何十年と遡って「追徴課税」されることも…「アメリカの税務調査」に日本人が戸惑うワケ

何十年と遡って「追徴課税」されることも…「アメリカの税務調査」に日本人が戸惑うワケ
(画像はイメージです/PIXTA)

日本の税務調査に係る時効は、一般的なケースでは3年、問題が見つかったケースは5年、悪質であれば7年と定められています。ところが、アメリカの場合、過少申告の度合いや住んでいる州によって、大きく変わってきます。そのため、アメリカに進出した企業や日本人は複雑さから戸惑うケースが多いのです。本稿では現在、カリフォルニア州にオフィスを構える国際税務のプロフェッショナルが、日本とアメリカの税制の違いを具体例を交えつつ解説します。

日本と異なる「税務調査」…時効がなくなるケースも

アメリカ連邦税関連のIRS(アメリカ合衆国内国歳入庁)の税務調査に係る時効は、一応「3年」と定められています(日本ではケースによります)。

 

しかし、例外もあります。たとえば、収入を極めて過少に申告したと判断された場合、時効期限は6年まで延長されます。一般的に、総収入の25%以上を除外したとされる場合には過少申告と判断されます。

 

実際20万ドルある収入を14万ドルしか申告していない場合には時効期限は6年となります。

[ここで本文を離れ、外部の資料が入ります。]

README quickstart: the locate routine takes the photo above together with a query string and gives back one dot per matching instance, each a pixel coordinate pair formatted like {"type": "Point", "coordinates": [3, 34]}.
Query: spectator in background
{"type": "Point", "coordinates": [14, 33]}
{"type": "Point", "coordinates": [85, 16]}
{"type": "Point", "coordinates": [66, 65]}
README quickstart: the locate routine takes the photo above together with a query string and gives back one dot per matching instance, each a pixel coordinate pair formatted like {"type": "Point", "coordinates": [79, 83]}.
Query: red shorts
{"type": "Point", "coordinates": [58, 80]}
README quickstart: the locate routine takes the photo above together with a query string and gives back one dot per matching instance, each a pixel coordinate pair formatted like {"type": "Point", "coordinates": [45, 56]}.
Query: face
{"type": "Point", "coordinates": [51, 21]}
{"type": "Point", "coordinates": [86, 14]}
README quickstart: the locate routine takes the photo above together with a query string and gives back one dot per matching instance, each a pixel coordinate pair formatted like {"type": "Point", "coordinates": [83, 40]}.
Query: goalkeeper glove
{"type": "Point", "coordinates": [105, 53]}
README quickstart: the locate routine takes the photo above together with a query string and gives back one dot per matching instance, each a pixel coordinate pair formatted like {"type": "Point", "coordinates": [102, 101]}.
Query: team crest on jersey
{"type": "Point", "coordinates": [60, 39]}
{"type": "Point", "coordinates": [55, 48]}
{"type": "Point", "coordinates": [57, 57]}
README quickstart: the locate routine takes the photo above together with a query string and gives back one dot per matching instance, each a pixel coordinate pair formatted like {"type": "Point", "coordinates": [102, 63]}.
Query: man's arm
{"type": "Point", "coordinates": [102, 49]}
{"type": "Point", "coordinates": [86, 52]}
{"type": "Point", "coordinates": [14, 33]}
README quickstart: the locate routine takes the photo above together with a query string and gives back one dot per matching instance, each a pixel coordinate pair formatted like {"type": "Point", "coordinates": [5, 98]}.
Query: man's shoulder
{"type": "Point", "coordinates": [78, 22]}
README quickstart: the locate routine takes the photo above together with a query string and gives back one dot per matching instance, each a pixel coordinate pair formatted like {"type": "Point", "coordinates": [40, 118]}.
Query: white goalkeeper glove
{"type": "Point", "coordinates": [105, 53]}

さらに、その含めなかった6万ドルが不正や詐欺行為に関わる収入と判断された場合には時効がなくなり、税務調査の際には無期限に遡り調査されます。

 

また、除外した収入が外国からの収入で5,000ドル(75万円)を超える場合も、また時効期限は6年になります。

 

時効とは別に、もし海外の金融口座からの利息や配当収入があれば、外国口座情報(FBAR)の申告をアメリカ財務省に申告を行う義務があります。さらに海外の法人等の持ち分を所有し、そこからの配当収入などがあれば、Form5471を申告書とともに提出しなければなりません。

 

これらの提出を怠った場合、それぞれ1万ドルの罰金があります。さらに追加の罰金や刑事罰を受けることもありうるため、国外に関連した収入のある方は税務申告では神経質になります。